This is the last lab. Have fun.
Privacy is much in the news of late, with concerns ranging from identity theft through government surveillance to commercial exploitation of information about our purchases, our interests, our activities, our friends, and everything else. This lab will explore some issues of privacy and access to information.
This is a comparatively open-ended lab, so you may well find ambiguities and fuzzy bits. Don't worry about them, since this is meant to be for exploration rather than precise answers. But feel free to make suggestions so we can improve the lab for next time.
This lab is intended to be more than a Google and Wikipedia exercise; you must cast your net more widely, by using other search engines and other information sources. You will be graded partly on how well you do this, so tell us for each thing what tools you used and how well they worked. Among the alternative search engines you might try are Yahoo, Microsoft Bing, Ask, Yippy, and Mooter. There are also sites that do telephone number lookup or that maintain public records; financial sites like Yahoo finance and Google finance provide access to holdings and insider trading; and of course social networks like Facebook and Twitter can reveal a huge amount about their users. Explore; that's part of the exercise. You might find it more productive to spread the lab over a couple of days so you have time to think about possibilities.
As you go along, we want you to collect your observations and comments in a Word document. You must use this template, lab8.doc, so we have some uniformity among the submissions. Please download this file now and begin to edit it. In the following, when we ask you to "report", we're looking for a reasonably organized but not too long description. The questions in the text are meant to start you thinking, but need not be answered literally. We're not going to grade your writing, but you'll leave a better impression if there aren't too many spelling mistakes, flagrant grammar errors, random formatting, and so on. It's ok to summarize with lists rather than complete sentences, but do try to distill the essence of what you've seen rather than just cutting and pasting.
You can do this lab anywhere. Some threats primarily affect PCs running Windows, but all users have to be suspicious about most things all the time no matter what system they are running.
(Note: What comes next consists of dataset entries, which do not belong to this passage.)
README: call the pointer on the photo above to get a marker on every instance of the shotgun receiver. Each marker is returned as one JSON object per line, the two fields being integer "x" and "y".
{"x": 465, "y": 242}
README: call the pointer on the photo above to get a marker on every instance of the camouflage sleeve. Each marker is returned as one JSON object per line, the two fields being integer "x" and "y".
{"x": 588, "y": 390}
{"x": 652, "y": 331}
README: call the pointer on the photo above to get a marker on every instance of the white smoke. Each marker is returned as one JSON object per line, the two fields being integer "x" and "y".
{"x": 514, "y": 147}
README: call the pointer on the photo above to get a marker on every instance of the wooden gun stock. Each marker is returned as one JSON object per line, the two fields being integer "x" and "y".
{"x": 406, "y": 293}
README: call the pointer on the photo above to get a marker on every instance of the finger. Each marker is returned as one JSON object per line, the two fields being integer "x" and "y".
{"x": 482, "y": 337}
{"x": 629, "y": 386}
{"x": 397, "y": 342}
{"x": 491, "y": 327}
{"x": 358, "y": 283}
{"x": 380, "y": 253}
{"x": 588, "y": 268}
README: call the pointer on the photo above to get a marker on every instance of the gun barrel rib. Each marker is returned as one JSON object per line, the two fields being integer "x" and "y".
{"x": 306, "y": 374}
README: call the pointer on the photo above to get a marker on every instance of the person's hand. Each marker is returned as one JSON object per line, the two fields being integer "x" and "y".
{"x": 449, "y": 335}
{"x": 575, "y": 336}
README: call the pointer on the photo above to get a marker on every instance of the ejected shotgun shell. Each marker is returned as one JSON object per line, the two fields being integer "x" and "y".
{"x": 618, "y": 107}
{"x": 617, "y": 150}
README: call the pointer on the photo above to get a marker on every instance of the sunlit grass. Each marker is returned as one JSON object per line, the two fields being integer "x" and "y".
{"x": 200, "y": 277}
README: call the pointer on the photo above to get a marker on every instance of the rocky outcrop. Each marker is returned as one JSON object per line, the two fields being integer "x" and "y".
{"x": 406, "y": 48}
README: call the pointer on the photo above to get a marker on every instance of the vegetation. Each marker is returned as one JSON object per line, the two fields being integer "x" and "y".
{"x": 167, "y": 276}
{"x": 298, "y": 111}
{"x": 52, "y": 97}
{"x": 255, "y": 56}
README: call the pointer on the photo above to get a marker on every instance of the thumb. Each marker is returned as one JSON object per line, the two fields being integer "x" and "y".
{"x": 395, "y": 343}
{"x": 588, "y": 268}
For this section, you should use at least three search engines, not just Google alone.
Sometimes people state strong opinions forcefully, and the record lives on forever.
|
How much can you learn about someone just by searching online information? For yourself or members of your family or someone else close to you, see how much you can discover about that person online. Examples of the kind of information you might look for include home address, telephone number, age, birthday, education, employment, political contributions, sports and hobbies, organizations and memberships, price of their home, names of other family members (the classic mother's maiden name, for example), activities and interests. Can you find a picture? Was it one that you knew about?
Do you get any information by searching for a phone number or street address or social security number? (Read this Wikipedia article first about why it is a bad idea to search for your own SSN.) Does a phone number or address reveal a family name? Did you find inconsistent information?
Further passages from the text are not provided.